Maxim asked me to to check a stream from a security camera that he could not decode with avconv without forcing the format to mjpeg
.
Mysterious stream
Since it is served as http the first step had been checking the mime type. Time to use curl -I
.
# curl -I "http://host/some.cgi?user=admin&pwd=pwd" | grep Content-Type
Interesting enough it is a multipart/x-mixed-replace
Content-Type: multipart/x-mixed-replace;boundary=object-ipcamera
Basically the cgi sends a jpeg images one after the other, we even have a (old and ugly) muxer for it!
Time to write a demuxer.
Libav demuxers
We already have some documentation on how to write a demuxer, but it is not complete so this blogpost will provide an example.
Basics
Libav code is quite object oriented: every component is a C structure containing a description of it and pointers to a set of functions and there are fixed pattern to make easier to make new code fit in.
Every major library has an all${components}.c
in which the components are registered to be used. In our case we talk about libavformat so we have allformats.c
.
The components are built according to CONFIG_${name}_${component}
variables generated by configure.
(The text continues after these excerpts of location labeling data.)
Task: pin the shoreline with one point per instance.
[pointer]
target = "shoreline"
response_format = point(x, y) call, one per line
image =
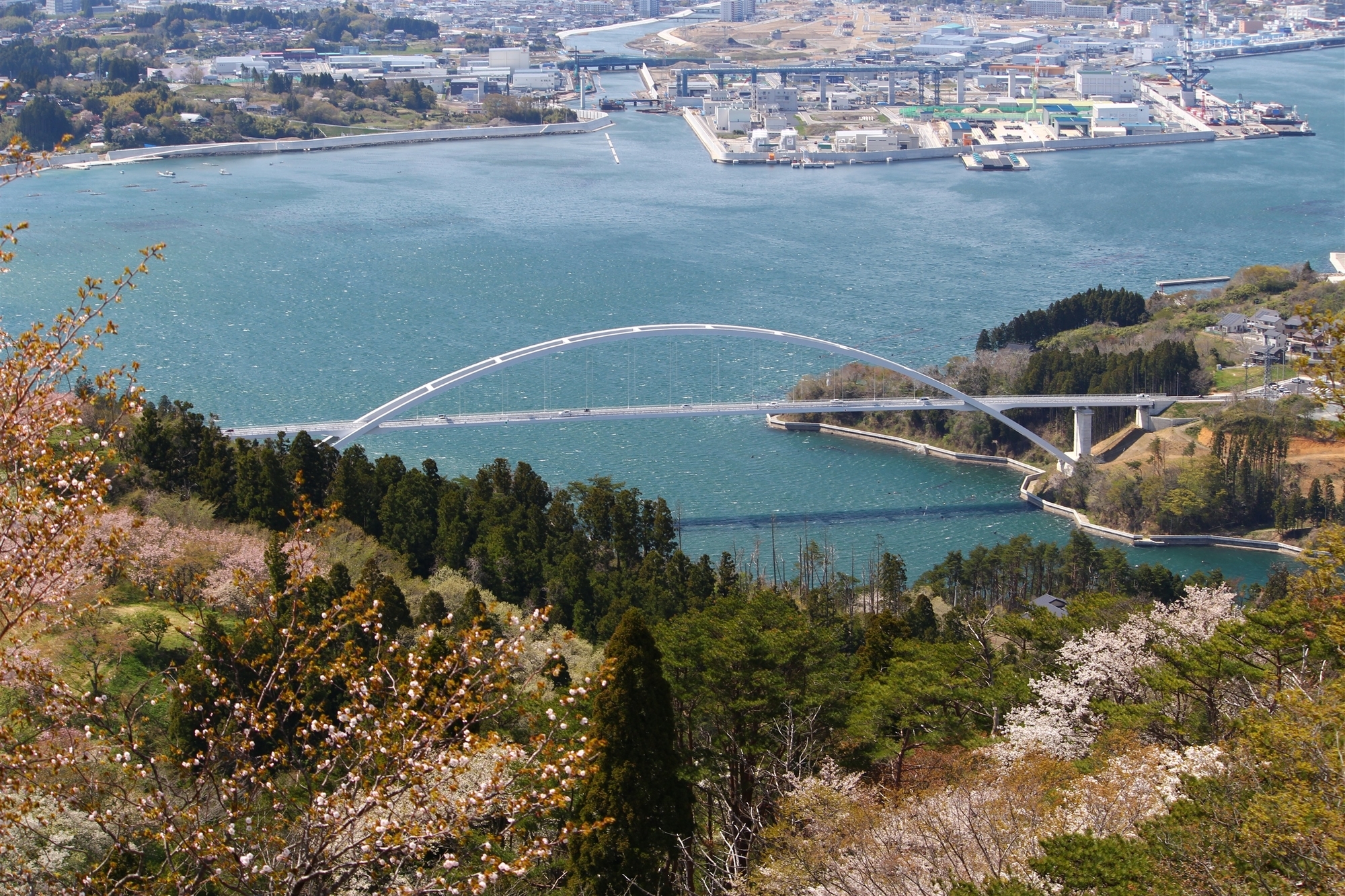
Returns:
point(590, 122)
point(1034, 474)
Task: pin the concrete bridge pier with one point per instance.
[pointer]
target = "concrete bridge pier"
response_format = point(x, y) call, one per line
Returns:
point(1083, 434)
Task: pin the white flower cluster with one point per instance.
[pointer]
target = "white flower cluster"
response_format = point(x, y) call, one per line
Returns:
point(1132, 788)
point(1108, 665)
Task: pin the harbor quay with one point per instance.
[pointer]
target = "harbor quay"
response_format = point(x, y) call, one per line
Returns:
point(981, 131)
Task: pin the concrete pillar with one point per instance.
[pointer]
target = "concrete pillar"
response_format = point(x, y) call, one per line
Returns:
point(1083, 434)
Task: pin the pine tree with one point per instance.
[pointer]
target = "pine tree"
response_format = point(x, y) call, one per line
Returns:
point(922, 620)
point(431, 610)
point(637, 783)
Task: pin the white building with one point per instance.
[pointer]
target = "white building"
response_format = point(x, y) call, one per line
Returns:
point(1141, 13)
point(543, 80)
point(1117, 85)
point(1156, 52)
point(1046, 9)
point(778, 99)
point(1075, 11)
point(1120, 114)
point(738, 10)
point(730, 119)
point(1296, 13)
point(240, 67)
point(1019, 44)
point(510, 58)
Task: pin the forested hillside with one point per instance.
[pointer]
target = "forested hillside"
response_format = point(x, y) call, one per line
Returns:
point(258, 667)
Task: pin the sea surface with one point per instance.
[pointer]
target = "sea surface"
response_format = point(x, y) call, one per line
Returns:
point(317, 287)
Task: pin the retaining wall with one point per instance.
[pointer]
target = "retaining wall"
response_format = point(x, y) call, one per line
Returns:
point(1077, 517)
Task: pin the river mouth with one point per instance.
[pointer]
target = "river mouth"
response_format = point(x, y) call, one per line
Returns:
point(323, 287)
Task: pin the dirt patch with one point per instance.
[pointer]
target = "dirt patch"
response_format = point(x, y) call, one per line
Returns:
point(1317, 458)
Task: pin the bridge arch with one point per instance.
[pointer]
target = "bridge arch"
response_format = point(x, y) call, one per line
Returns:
point(463, 376)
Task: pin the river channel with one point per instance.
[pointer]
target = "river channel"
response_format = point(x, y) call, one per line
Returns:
point(318, 287)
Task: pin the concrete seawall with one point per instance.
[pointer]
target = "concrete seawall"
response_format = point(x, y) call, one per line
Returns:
point(1077, 517)
point(705, 134)
point(588, 123)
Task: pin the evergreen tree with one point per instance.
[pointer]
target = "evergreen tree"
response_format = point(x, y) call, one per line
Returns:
point(1316, 506)
point(922, 620)
point(431, 610)
point(637, 782)
point(392, 602)
point(356, 487)
point(410, 517)
point(892, 580)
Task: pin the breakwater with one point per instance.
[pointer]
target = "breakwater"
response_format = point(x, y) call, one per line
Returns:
point(1026, 493)
point(705, 134)
point(588, 123)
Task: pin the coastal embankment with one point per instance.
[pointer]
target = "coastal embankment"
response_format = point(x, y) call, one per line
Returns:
point(1026, 493)
point(588, 123)
point(705, 134)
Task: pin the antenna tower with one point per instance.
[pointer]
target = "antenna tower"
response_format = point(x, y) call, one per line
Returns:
point(1186, 71)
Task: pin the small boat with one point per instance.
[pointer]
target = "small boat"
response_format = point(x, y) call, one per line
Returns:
point(995, 162)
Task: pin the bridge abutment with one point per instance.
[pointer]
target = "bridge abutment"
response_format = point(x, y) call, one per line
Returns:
point(1083, 434)
point(1144, 420)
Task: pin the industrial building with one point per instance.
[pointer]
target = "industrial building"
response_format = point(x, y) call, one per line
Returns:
point(1121, 87)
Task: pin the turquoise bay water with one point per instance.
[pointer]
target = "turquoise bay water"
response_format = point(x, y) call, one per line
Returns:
point(317, 287)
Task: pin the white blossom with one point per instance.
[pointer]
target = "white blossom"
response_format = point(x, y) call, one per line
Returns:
point(1106, 665)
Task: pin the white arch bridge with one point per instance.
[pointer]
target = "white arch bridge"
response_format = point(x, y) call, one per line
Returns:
point(389, 417)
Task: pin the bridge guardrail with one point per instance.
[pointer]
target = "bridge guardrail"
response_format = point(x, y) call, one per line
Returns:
point(1026, 493)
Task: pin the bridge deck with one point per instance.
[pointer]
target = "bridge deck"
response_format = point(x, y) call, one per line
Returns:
point(337, 428)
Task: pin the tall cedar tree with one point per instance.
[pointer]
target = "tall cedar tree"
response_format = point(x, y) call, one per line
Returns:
point(637, 782)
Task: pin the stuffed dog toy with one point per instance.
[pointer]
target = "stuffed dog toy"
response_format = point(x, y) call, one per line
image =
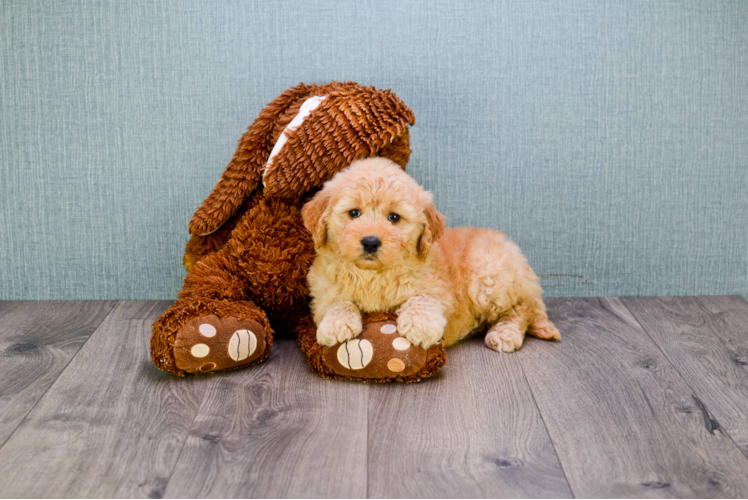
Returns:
point(249, 253)
point(382, 246)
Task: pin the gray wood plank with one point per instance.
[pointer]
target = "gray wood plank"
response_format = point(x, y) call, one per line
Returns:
point(276, 431)
point(37, 341)
point(706, 339)
point(623, 421)
point(112, 425)
point(473, 431)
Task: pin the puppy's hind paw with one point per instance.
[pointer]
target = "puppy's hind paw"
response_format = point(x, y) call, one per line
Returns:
point(543, 329)
point(504, 337)
point(337, 327)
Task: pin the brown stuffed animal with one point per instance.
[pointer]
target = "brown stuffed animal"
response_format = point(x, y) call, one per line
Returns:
point(249, 253)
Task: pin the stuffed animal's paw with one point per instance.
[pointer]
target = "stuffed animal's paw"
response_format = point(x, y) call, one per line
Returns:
point(209, 343)
point(338, 325)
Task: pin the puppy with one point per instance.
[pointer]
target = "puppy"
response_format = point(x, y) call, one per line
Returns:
point(382, 246)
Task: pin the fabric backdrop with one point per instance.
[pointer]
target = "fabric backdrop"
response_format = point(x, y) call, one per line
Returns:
point(608, 138)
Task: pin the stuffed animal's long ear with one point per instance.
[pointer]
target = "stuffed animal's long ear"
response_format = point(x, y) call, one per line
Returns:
point(351, 123)
point(315, 214)
point(244, 172)
point(432, 228)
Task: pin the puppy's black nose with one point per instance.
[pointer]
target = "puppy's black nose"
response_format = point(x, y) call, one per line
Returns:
point(371, 244)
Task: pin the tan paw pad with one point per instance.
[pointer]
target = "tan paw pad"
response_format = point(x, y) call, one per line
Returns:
point(209, 343)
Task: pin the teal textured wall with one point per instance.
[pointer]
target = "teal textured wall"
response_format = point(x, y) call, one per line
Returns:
point(608, 138)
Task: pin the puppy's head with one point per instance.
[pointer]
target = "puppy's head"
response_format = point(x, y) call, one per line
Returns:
point(374, 215)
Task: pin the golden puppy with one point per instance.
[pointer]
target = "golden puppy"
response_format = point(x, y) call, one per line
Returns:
point(382, 246)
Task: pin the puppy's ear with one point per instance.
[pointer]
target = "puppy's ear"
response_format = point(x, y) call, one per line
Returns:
point(315, 215)
point(432, 228)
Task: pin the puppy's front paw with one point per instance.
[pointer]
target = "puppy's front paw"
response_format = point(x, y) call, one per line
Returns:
point(420, 329)
point(338, 326)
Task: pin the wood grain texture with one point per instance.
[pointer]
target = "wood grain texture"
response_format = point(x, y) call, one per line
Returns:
point(37, 341)
point(473, 431)
point(276, 431)
point(112, 425)
point(623, 421)
point(706, 339)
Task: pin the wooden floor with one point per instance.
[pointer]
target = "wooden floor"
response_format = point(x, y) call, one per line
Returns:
point(644, 398)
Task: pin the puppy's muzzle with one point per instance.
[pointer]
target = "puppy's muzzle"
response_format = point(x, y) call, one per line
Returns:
point(371, 244)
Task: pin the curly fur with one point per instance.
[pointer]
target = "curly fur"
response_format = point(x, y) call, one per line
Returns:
point(443, 284)
point(249, 253)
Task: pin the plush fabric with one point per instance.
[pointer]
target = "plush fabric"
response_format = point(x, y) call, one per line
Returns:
point(248, 280)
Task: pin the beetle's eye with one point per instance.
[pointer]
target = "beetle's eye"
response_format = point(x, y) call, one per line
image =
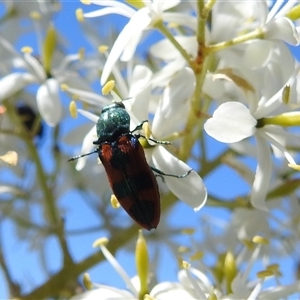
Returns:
point(120, 104)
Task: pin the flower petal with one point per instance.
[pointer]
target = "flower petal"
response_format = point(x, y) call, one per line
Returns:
point(231, 122)
point(282, 29)
point(137, 23)
point(104, 292)
point(48, 102)
point(173, 108)
point(190, 189)
point(12, 83)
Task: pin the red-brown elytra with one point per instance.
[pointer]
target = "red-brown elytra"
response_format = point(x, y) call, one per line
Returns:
point(129, 175)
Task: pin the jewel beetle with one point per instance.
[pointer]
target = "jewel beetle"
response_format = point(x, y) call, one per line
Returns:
point(129, 175)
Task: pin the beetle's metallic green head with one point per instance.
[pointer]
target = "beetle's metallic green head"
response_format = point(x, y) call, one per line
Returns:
point(113, 121)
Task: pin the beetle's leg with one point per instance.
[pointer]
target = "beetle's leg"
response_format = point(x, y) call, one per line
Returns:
point(139, 126)
point(171, 175)
point(82, 155)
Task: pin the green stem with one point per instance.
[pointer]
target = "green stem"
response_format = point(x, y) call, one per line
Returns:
point(50, 207)
point(256, 34)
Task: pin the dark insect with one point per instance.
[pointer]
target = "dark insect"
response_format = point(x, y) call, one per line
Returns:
point(128, 172)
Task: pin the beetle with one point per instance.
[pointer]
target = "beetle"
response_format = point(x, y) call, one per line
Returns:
point(123, 157)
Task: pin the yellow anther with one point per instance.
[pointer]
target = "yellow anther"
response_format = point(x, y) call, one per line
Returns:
point(108, 87)
point(114, 201)
point(100, 242)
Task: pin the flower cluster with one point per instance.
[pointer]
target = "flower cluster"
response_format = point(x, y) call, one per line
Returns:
point(217, 84)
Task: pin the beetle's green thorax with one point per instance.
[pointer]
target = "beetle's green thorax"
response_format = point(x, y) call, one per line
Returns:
point(113, 121)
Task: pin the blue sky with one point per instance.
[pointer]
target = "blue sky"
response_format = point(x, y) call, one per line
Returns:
point(80, 215)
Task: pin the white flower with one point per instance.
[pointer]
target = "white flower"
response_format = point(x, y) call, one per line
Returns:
point(233, 121)
point(33, 72)
point(140, 20)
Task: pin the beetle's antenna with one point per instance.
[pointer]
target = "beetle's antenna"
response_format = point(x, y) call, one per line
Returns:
point(171, 175)
point(82, 155)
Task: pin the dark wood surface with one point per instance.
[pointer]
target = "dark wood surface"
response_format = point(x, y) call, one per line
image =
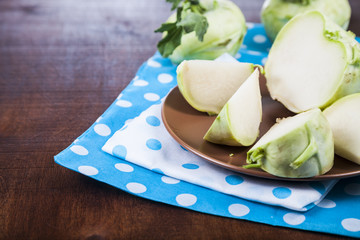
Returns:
point(62, 63)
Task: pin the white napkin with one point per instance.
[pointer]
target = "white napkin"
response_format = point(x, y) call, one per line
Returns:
point(145, 141)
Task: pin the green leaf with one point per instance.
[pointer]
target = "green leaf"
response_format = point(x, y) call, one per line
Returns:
point(194, 22)
point(189, 18)
point(175, 3)
point(171, 41)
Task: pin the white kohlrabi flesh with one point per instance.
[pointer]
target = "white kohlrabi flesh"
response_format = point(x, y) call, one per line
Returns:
point(301, 146)
point(276, 13)
point(207, 85)
point(225, 33)
point(238, 122)
point(344, 119)
point(312, 63)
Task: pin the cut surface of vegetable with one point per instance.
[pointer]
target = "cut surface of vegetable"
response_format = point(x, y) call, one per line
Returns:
point(276, 13)
point(344, 119)
point(312, 63)
point(207, 85)
point(301, 146)
point(238, 122)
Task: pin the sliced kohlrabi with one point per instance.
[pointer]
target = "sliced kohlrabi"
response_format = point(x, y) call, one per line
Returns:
point(312, 63)
point(207, 85)
point(344, 119)
point(238, 122)
point(301, 146)
point(276, 13)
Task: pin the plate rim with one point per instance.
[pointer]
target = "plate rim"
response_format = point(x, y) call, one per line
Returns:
point(263, 174)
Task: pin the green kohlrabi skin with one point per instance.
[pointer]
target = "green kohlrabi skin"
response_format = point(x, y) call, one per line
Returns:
point(349, 80)
point(227, 28)
point(302, 150)
point(276, 13)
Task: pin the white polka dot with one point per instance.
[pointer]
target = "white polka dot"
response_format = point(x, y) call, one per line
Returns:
point(263, 61)
point(294, 218)
point(165, 78)
point(102, 129)
point(353, 189)
point(151, 97)
point(251, 52)
point(136, 187)
point(326, 203)
point(351, 224)
point(186, 199)
point(259, 38)
point(124, 167)
point(153, 63)
point(140, 83)
point(79, 150)
point(169, 180)
point(88, 170)
point(238, 210)
point(123, 103)
point(99, 119)
point(250, 25)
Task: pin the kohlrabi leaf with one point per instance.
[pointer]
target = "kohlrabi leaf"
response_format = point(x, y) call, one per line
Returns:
point(189, 18)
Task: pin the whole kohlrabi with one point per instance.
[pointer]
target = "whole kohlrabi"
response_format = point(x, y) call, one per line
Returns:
point(276, 13)
point(202, 29)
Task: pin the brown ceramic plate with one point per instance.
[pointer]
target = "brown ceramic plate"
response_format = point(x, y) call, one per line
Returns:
point(188, 126)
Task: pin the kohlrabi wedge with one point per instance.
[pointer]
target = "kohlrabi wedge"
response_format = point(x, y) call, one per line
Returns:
point(276, 13)
point(207, 85)
point(312, 63)
point(238, 122)
point(344, 119)
point(301, 146)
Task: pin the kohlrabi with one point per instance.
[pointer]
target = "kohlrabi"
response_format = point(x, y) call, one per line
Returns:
point(202, 29)
point(276, 13)
point(207, 84)
point(312, 63)
point(344, 119)
point(238, 122)
point(301, 146)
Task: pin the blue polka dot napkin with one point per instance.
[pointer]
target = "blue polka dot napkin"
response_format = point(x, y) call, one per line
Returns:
point(337, 213)
point(146, 142)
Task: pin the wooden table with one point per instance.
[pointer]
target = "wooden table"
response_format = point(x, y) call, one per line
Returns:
point(62, 63)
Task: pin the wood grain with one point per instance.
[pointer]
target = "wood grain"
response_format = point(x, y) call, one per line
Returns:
point(62, 63)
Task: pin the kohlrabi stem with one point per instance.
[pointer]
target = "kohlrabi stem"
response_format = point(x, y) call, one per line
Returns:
point(309, 151)
point(255, 159)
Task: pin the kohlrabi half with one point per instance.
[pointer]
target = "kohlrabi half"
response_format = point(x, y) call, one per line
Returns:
point(312, 63)
point(301, 146)
point(238, 122)
point(207, 84)
point(202, 29)
point(276, 13)
point(344, 119)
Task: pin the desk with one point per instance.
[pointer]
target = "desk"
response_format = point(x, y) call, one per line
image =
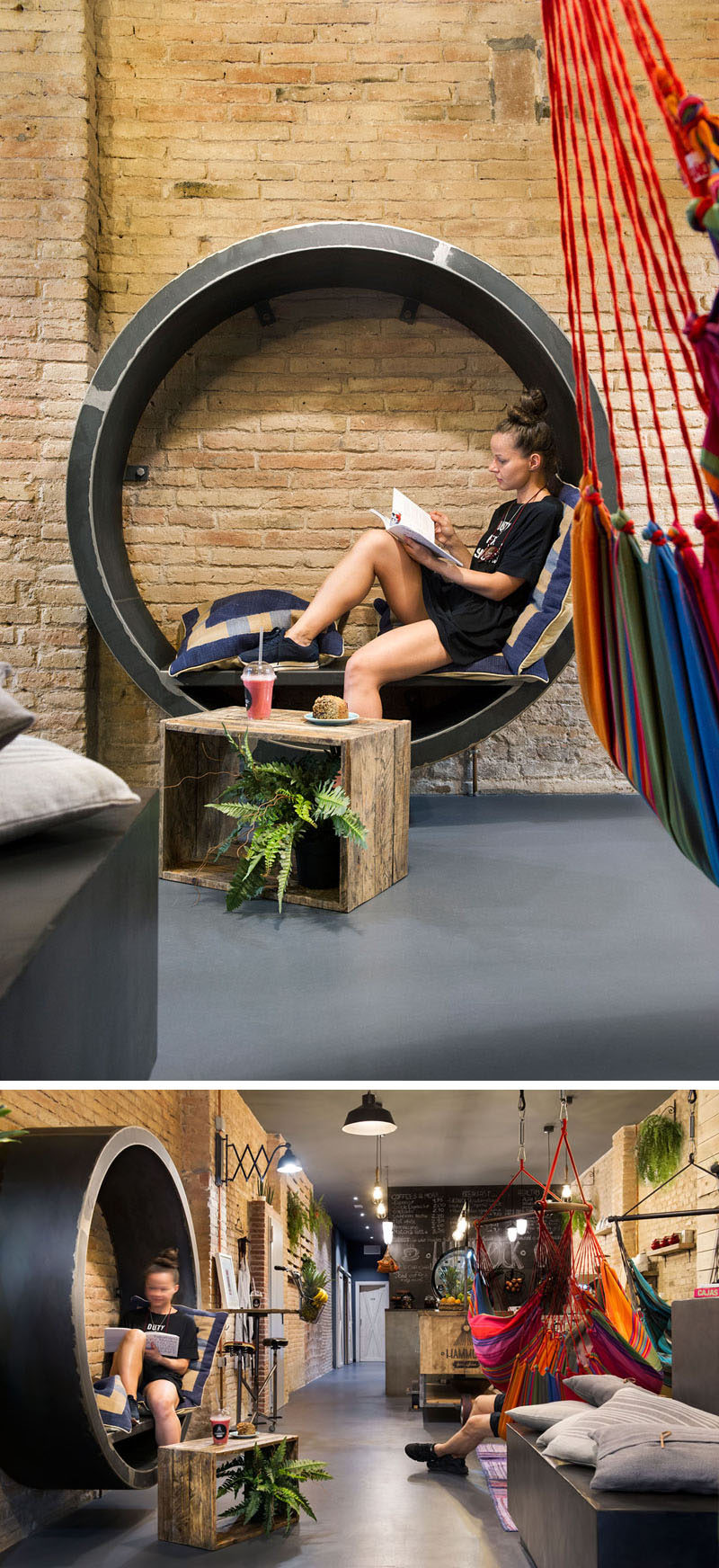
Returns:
point(234, 1347)
point(447, 1357)
point(198, 762)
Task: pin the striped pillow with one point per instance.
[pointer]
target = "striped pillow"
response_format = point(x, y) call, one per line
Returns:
point(111, 1403)
point(209, 1335)
point(548, 610)
point(221, 634)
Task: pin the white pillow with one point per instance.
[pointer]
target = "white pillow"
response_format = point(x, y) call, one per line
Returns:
point(573, 1439)
point(42, 784)
point(541, 1416)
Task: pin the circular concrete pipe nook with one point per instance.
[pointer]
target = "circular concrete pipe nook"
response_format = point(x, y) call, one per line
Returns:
point(318, 256)
point(50, 1182)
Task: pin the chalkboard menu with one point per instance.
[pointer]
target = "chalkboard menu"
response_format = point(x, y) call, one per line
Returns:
point(425, 1217)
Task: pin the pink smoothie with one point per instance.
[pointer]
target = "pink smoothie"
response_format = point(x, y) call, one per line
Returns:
point(259, 690)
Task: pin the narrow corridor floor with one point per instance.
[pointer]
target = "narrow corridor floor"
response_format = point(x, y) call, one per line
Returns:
point(379, 1510)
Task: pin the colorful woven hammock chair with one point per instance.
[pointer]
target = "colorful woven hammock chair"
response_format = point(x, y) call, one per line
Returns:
point(645, 619)
point(655, 1313)
point(577, 1319)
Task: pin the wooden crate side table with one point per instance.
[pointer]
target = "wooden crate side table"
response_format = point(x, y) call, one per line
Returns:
point(198, 762)
point(187, 1507)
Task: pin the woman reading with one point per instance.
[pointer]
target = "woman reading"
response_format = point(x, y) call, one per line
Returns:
point(139, 1365)
point(448, 613)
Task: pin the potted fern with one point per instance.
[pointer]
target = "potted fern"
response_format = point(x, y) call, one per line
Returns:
point(270, 1483)
point(658, 1146)
point(280, 809)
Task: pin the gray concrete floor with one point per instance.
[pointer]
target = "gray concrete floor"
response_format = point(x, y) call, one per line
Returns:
point(379, 1510)
point(535, 937)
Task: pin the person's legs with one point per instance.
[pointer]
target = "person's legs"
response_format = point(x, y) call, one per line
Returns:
point(404, 651)
point(164, 1399)
point(128, 1359)
point(478, 1427)
point(377, 554)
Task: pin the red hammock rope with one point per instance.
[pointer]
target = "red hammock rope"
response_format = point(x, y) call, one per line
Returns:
point(590, 88)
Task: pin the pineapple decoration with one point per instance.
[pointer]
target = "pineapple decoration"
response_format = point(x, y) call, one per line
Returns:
point(312, 1289)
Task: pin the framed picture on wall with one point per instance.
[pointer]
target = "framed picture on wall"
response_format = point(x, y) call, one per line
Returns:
point(227, 1281)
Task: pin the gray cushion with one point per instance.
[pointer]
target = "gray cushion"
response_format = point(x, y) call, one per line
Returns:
point(596, 1388)
point(573, 1439)
point(687, 1462)
point(638, 1403)
point(541, 1416)
point(42, 784)
point(13, 717)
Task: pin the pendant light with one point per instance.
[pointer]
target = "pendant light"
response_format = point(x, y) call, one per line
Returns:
point(368, 1120)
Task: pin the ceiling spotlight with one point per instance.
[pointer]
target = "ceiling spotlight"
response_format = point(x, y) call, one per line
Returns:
point(370, 1120)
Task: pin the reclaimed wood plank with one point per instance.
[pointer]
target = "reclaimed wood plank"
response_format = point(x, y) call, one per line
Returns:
point(403, 744)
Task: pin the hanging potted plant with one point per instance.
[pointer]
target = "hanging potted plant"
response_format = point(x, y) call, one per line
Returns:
point(284, 811)
point(312, 1291)
point(297, 1220)
point(658, 1146)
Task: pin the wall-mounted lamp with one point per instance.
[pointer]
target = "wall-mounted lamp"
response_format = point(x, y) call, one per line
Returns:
point(461, 1226)
point(249, 1163)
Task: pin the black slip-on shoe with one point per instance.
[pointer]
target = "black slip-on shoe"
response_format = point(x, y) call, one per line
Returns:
point(422, 1452)
point(447, 1465)
point(284, 655)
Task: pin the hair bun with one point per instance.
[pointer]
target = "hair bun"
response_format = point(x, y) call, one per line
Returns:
point(529, 408)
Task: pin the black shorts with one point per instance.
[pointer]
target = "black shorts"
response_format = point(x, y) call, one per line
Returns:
point(493, 1420)
point(154, 1374)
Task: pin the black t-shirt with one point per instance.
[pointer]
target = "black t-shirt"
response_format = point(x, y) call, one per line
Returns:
point(176, 1323)
point(518, 543)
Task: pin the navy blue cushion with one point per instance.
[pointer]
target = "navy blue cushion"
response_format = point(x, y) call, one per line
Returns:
point(226, 632)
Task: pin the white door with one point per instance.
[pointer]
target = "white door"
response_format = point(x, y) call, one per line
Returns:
point(373, 1300)
point(341, 1319)
point(276, 1323)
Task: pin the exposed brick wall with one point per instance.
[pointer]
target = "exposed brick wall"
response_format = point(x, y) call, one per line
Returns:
point(615, 1188)
point(185, 1125)
point(49, 301)
point(430, 116)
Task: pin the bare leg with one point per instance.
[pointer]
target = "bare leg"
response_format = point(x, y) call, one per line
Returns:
point(404, 651)
point(164, 1399)
point(377, 554)
point(128, 1361)
point(476, 1429)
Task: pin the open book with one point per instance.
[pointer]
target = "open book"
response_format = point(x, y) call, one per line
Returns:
point(411, 522)
point(166, 1344)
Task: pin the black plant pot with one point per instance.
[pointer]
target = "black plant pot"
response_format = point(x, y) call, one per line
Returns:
point(318, 857)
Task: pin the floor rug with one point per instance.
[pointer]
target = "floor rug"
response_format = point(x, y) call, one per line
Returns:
point(493, 1462)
The actual code reside in the ${component}
directory with a pattern such as ${name}.c
or ${name}dec.c
/${name}enc.c
if both demuxer and muxer are available.
The code can be split in multiple files if it starts growing to an excess of 500-1000 LOCs.
Registration
We have some REGISTER_
macros that abstract some logic to make every component selectable at configure time since in Libav you can enable/disable every muxer, demuxer, codec, IO/protocol from configure.
We had already have a muxer for the format.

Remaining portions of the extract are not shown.